Even though most of us put it off, checking and repairing your reels right now is the best way to avoid tackle failure during the coming season. Spinning-reel maintenance, for example, is fairly simple. Make sure you’ve got the parts-schematic drawing that came with your reel. If not, you can usually find such drawings online with an Internet search. Use a light oil such as 3-in-One brand and a waterproof grease such as Super Lube. And above all, avoid the cardinal sin of overlubing, which attracts dirt.

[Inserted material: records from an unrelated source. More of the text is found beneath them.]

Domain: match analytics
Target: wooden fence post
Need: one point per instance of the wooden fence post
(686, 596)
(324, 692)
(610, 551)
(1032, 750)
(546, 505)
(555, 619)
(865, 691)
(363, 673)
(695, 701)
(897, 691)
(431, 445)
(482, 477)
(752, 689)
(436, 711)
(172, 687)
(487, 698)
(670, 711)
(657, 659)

Check the reel for overall function. It should crank smoothly without binding or grinding, and the bail should close cleanly with a sharp snap. Test the line roller by sliding a toothpick against it. If the roller binds, disassemble it, and clean and oil the bearing or bushing underneath it. Lightly oil the pivot points on each end of the bail. If the bail still binds, it’s probably bent. Try to correct this by gently hand-bending. Next oil the handle, the anti-reverse switch, the bushing or bearing where the crank joins the body, and under the screw cap on the opposite side of the crank axle.
Remove the spool and disassemble the front drag. Wipe out the inside of the spool. Now check the manufacturer’s specs. Most drag systems with synthetic washers (like Teflon) are designed to run dry. Others (typically those with feltlike washers) take just a whisper of waterproof grease stroked into the fabric. Leather drag washers should be lubed with neat’s foot oil. Once reassembled, the drag should turn smoothly at both light and heavy settings. If not, get new washers from the manufacturer.
Lightly spray the entire reel (but not the line) with WD 40 and wipe it dry with a soft cloth. Make sure to leave the drag backed all the way off so the washers aren’t compressed during storage. And if the line on the spool is last year’s, replace it. Even premium line isn’t very expensive, and if you’re chintzy now, you’ll be sorry later when the old stuff breaks.